China’s banking regulator sought to ease concerns about the health of the nation’s lenders and the informal lending market, vowing to control risks and stressing measures already taken by the government are showing results.
Ratings companies and investment analysts have “underestimated” the nation’s determination and ability to carry out reforms, and are “talking down” the nation’s economy and banking industry, Chairman Liu Mingkang said, according to a transcript of a speech he gave that was posted on the website of the China Banking Regulatory Commission. The regulator is paying “great attention,” Liu said.
Premier Wen Jiabao last week pledged more support for smaller companies after media reports highlighted a credit squeeze that has driven many businesses to the so-called shadow banking system to obtain loans. More than 80 businessmen in the eastern city of Wenzhou have disappeared, committed suicide or declared bankruptcy to avoid repaying debts to informal lenders, the official Xinhua News Agency reported on Oct. 12.
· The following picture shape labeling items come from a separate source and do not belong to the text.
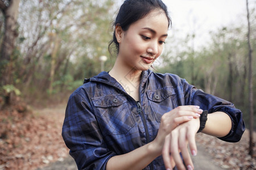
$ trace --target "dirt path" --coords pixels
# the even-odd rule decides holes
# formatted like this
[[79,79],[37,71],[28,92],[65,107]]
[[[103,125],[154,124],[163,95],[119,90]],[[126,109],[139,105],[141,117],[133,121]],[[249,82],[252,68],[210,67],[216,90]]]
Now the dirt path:
[[[54,108],[38,110],[40,114],[57,114],[59,115],[59,119],[61,120],[64,120],[64,111],[65,108],[64,105],[59,105]],[[198,146],[197,147],[197,155],[196,156],[192,156],[195,169],[224,169],[213,163],[213,158],[205,151],[205,149],[203,146]],[[60,161],[51,163],[46,167],[38,168],[36,170],[77,169],[76,163],[73,158],[69,155],[67,156],[64,159],[60,159]]]
[[[198,154],[193,156],[195,169],[221,170],[225,169],[214,164],[212,158],[207,154],[205,148],[202,146],[198,146]],[[50,164],[48,166],[36,170],[76,170],[77,169],[73,159],[69,156],[63,162],[57,162]]]

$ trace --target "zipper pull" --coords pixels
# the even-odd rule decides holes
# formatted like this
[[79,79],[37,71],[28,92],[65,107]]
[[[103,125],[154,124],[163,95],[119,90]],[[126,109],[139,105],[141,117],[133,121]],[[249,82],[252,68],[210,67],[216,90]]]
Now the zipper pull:
[[139,101],[137,102],[137,106],[138,106],[138,109],[137,109],[138,113],[139,114],[141,114],[141,112],[142,112],[142,109],[141,109],[141,103],[139,103]]

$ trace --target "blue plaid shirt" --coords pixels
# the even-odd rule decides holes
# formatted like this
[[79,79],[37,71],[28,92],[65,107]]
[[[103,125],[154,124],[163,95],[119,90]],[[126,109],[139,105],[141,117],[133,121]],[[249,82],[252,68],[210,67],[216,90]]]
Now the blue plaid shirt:
[[[106,72],[85,80],[70,96],[62,135],[79,169],[105,169],[112,157],[153,141],[162,116],[179,105],[199,105],[209,113],[226,113],[232,128],[221,139],[236,142],[245,130],[241,110],[171,74],[143,72],[139,101]],[[165,169],[162,156],[145,169]]]

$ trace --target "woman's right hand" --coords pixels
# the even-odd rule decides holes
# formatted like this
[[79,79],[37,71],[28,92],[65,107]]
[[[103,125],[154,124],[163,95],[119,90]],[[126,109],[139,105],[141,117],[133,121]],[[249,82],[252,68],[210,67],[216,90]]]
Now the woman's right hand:
[[179,106],[173,110],[164,113],[160,123],[158,133],[155,139],[152,141],[155,148],[161,154],[166,137],[179,125],[191,120],[192,118],[199,118],[203,110],[199,106],[184,105]]

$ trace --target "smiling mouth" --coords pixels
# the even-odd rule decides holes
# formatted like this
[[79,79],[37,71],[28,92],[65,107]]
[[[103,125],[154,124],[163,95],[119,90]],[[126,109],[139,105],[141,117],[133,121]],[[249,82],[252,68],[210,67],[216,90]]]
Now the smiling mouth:
[[154,61],[154,58],[151,57],[143,57],[141,56],[142,57],[142,60],[146,62],[146,63],[151,63]]

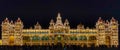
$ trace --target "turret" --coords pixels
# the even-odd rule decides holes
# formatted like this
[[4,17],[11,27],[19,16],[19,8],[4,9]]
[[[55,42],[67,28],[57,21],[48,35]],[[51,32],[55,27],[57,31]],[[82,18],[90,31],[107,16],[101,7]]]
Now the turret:
[[110,20],[110,30],[111,30],[111,46],[118,47],[118,21],[112,17]]
[[37,22],[36,25],[34,26],[35,29],[41,29],[40,24]]

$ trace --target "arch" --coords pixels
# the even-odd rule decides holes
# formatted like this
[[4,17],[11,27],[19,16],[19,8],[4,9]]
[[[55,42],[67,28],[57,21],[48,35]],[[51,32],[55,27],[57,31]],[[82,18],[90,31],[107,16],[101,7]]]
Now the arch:
[[89,40],[97,40],[97,38],[95,36],[90,36]]

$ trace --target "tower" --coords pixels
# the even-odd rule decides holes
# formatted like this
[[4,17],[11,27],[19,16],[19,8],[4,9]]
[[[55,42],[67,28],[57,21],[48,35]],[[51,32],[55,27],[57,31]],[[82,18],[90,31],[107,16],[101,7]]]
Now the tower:
[[8,18],[6,18],[4,21],[2,21],[2,45],[8,45],[9,42],[8,42],[8,37],[9,37],[9,26],[10,23],[9,23],[9,20]]
[[37,22],[36,25],[34,26],[35,29],[41,29],[40,24]]
[[68,33],[70,30],[70,25],[67,19],[64,22],[64,29],[65,29],[65,33]]
[[14,33],[14,43],[15,45],[23,45],[22,41],[22,29],[23,29],[23,23],[20,18],[17,19],[15,23],[15,33]]
[[58,15],[57,15],[57,21],[56,21],[55,27],[56,28],[63,28],[63,23],[62,23],[60,13],[58,13]]
[[96,23],[96,29],[98,30],[98,36],[97,36],[97,44],[98,45],[105,45],[105,23],[99,17],[97,23]]
[[111,30],[111,46],[118,46],[118,21],[112,17],[110,20],[110,30]]

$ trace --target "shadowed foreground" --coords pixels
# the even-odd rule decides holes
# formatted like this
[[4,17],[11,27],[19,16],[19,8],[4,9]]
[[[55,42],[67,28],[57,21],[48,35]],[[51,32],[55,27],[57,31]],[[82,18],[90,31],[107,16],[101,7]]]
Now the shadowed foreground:
[[118,48],[106,46],[80,47],[80,46],[0,46],[0,50],[119,50]]

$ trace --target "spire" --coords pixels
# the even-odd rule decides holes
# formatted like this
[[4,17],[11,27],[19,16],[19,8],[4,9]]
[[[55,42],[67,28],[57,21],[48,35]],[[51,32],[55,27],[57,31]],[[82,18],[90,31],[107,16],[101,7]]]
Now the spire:
[[7,17],[5,18],[4,22],[9,22],[9,20],[8,20],[8,18],[7,18]]
[[20,18],[18,18],[18,19],[17,19],[17,22],[21,22],[21,19],[20,19]]

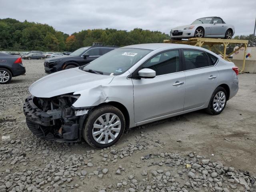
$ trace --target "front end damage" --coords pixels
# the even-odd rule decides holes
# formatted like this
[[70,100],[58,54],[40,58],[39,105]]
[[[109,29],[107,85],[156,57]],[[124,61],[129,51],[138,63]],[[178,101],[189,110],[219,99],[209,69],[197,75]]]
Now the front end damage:
[[23,106],[28,128],[38,137],[47,140],[80,141],[84,121],[90,108],[72,106],[79,96],[72,93],[50,98],[29,96]]

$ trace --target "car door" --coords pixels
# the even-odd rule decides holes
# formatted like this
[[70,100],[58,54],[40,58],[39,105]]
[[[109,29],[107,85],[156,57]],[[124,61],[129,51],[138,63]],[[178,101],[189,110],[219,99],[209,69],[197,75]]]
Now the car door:
[[186,110],[204,105],[214,91],[219,74],[214,66],[216,62],[212,62],[206,52],[184,49],[182,54],[186,69]]
[[220,18],[214,18],[212,25],[211,34],[212,35],[220,36],[225,34],[226,32],[224,31],[224,24]]
[[[86,54],[89,54],[89,56],[86,57],[86,58],[84,58],[83,55]],[[81,60],[80,62],[81,65],[88,64],[100,56],[100,48],[97,47],[92,48],[85,52],[82,56],[83,58]]]
[[185,79],[180,51],[171,50],[158,54],[134,72],[138,74],[140,70],[148,68],[156,73],[153,78],[132,79],[135,122],[183,110]]

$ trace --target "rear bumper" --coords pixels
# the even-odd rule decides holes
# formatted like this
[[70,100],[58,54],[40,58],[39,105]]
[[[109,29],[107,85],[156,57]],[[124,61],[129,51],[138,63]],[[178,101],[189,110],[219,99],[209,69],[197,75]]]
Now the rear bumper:
[[12,74],[14,77],[23,75],[25,73],[26,73],[26,68],[22,64],[19,64],[18,65],[17,65],[12,69]]

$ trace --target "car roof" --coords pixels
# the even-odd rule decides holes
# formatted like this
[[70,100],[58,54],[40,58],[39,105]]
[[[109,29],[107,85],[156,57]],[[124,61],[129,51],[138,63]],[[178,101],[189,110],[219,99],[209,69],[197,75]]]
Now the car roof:
[[195,46],[174,43],[146,43],[144,44],[129,45],[128,46],[125,46],[124,47],[120,48],[134,48],[136,49],[156,50],[161,48],[165,48],[166,49],[175,49],[178,48],[195,48]]

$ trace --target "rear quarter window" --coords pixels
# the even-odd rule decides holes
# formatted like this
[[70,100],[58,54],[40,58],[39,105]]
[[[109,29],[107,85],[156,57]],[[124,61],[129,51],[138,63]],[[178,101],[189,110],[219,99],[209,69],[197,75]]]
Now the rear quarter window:
[[214,65],[216,64],[218,61],[218,58],[209,53],[207,53],[207,55],[210,58],[210,65]]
“The authorities want to monitor the situation to ensure localized distress remains localized and treatable with sector-specific measures,” said Tim Condon, Singapore-based head of Asian research at ING Groep NV and a former World Bank economist. “Monetary tightening will ultimately spread to the shadow banking system and we’re seeing the results of this in Wenzhou.”
Bank Shares Drop
The People’s Bank of China has raised interest rates five times in the past year and restricted lending to cool inflation. Liu acknowledged that the tighter liquidity has “spawned various shadow banking activities,” which the regulator will “strictly control.”
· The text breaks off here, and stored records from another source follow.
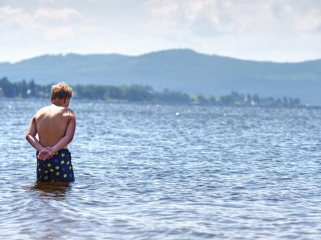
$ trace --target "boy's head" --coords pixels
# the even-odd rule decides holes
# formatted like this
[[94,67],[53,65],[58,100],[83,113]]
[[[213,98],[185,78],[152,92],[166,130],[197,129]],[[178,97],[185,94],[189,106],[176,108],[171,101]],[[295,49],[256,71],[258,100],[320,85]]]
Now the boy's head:
[[57,101],[62,104],[68,106],[70,99],[72,96],[72,89],[65,82],[60,82],[56,85],[52,86],[51,101],[54,104]]

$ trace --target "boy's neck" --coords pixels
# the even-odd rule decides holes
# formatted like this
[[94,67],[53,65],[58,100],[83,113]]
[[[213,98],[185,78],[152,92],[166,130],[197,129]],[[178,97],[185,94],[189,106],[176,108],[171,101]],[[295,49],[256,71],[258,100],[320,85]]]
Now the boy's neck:
[[65,101],[65,99],[52,99],[52,104],[56,105],[58,107],[68,107],[68,101]]

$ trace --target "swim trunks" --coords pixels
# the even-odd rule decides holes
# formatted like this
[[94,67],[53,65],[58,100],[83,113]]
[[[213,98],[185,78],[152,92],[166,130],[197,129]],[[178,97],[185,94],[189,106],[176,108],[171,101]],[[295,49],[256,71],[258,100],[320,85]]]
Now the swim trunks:
[[74,170],[71,165],[71,154],[67,149],[62,149],[54,156],[45,160],[38,159],[37,151],[37,180],[54,182],[74,182]]

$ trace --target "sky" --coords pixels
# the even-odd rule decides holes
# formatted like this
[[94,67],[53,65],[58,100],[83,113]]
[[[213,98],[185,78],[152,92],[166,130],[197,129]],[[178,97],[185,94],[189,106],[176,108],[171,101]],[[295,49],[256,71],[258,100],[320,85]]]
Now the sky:
[[321,0],[0,0],[0,62],[170,49],[321,59]]

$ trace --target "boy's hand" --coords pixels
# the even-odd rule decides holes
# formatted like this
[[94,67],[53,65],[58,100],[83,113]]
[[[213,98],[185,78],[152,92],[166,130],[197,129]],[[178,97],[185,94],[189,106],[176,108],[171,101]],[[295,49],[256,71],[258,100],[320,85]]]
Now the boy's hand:
[[53,153],[52,152],[52,147],[47,147],[43,148],[38,154],[38,158],[41,160],[45,160],[47,159],[51,158],[54,156]]

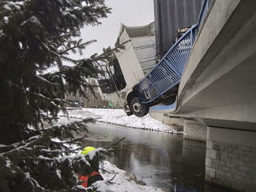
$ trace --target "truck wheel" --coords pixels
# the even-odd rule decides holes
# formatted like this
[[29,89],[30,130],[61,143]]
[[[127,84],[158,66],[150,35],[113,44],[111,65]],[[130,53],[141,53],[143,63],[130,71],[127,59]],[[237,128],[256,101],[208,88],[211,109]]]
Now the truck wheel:
[[176,97],[175,96],[171,96],[170,98],[168,98],[164,99],[161,103],[164,105],[171,105],[174,102],[175,102],[175,99],[176,99]]
[[149,111],[147,104],[140,102],[137,97],[133,98],[129,103],[130,110],[137,117],[145,116]]

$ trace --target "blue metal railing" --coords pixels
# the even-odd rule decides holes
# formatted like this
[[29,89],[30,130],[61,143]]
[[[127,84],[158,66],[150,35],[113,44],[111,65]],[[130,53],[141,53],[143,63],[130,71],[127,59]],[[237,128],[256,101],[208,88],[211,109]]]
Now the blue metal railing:
[[180,82],[184,67],[189,60],[191,49],[198,33],[210,0],[203,2],[198,24],[192,26],[168,51],[150,72],[135,87],[142,103],[150,103]]

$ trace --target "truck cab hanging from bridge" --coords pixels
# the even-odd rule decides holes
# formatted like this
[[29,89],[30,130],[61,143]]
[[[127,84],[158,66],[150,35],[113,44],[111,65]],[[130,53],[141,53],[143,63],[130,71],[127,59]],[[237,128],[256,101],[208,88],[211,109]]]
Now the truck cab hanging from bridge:
[[[128,43],[116,57],[126,86],[118,93],[128,115],[143,117],[151,106],[175,101],[209,4],[209,0],[155,1],[154,22],[137,27],[121,25],[118,40]],[[161,58],[157,63],[157,58]]]

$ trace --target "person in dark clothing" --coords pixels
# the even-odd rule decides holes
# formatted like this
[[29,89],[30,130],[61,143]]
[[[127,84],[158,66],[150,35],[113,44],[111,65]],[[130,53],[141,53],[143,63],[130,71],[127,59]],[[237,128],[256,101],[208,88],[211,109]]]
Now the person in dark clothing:
[[[81,151],[81,153],[86,156],[89,152],[95,149],[95,148],[94,147],[87,146]],[[81,173],[78,174],[78,180],[81,182],[81,185],[85,188],[90,187],[92,183],[98,180],[103,180],[103,177],[99,173],[99,162],[97,156],[95,156],[92,160],[89,160],[89,163],[91,167],[89,171],[87,170],[87,173],[85,173],[85,172],[81,170]]]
Shares of China’s banks fell less than the benchmark Shanghai Composite Index today. Industrial and Commercial Bank of China Ltd. declined 0.24 percent, China Construction Bank Corp. dropped 1.1 percent, Agricultural Bank of China Ltd. fell 1.2 percent and Bank of China Ltd. declined 1.3 percent as of the 11:30 a.m. trading break. The index fell 1.95 percent.
State-run fund Central Huijin Investment Ltd. said last week it would start increasing its holdings in the nation’s four biggest state-owned commercial banks after their shares dropped on concerns that bad debts are increasing on loans to property developers and companies set up by local governments to build infrastructure.
Monitoring Shadow Banking
The central bank put the size of private lending at 3.38 trillion yuan ($530 billion) as of May based on an investigation it carried out in June, the 21st Century Business Herald reported today, citing an unidentified person close to the monetary authority. The PBOC plans a second probe and may introduce a monitoring system, according to the newspaper. A press official at the central bank declined to comment on the report.
UBS AG economist Wang Tao estimated private lending may be as much as 4 trillion yuan, or 10 percent of gross domestic product, according to an Oct. 11 note to clients.
The central bank’s introduction this year of an aggregate financing measure, designed to capture other funding sources in the economy including bond and stock issues and banks’ off balance-sheet loans, “is an explicit recognition of the importance of the shadow banking system,” ING’s Condon said.
In his speech, Liu also cited the debts of local government financing vehicles and property developers as concerns, according to the transcript.
“It’s undeniable that the lack of supervision and management of local government financing vehicles have created some hidden risks,” Liu said.
Local governments, barred from directly selling bonds and taking bank loans, have set up thousands of companies to raise money to fund investment in roads, sewage plants and subways. A report by the nation’s audit office in June found more than 6,576 local government financing vehicles had outstanding debt of 10.7 trillion yuan.
Concerns are also growing that the government’s crackdown on the real-estate industry, continued tightening to rein in inflation that hit a three-year high in July and slowing economic growth will leave many companies unable to pay back their loans.
Chinese developers face an “increasingly severe” credit outlook and a 30 percent decline in sales may leave many facing a liquidity squeeze, ratings company Standard & Poor’s said last month.
Banks’ overall bad debt ratio on real-estate lending is lower than 2 percent and recent stress tests show that they can withstand a 40 percent decline in property prices, Liu said yesterday. Property lending accounted for 19.8 percent of total outstanding loans at the end of August, he said.
The worst of the “panic and hysteria” over informal lending in China may be over as the city of Wenzhou works with businesses and the central government to stabilize credit, UBS’s Wang said in her note.
“The size of informal lending is relatively small and the concerns about the direct impact on the formal banking sector and the economy are exaggerated,” Hong Kong-based Wang said. The “bigger risks are credit withdrawal in both the formal and informal lending market and contagion,” she said.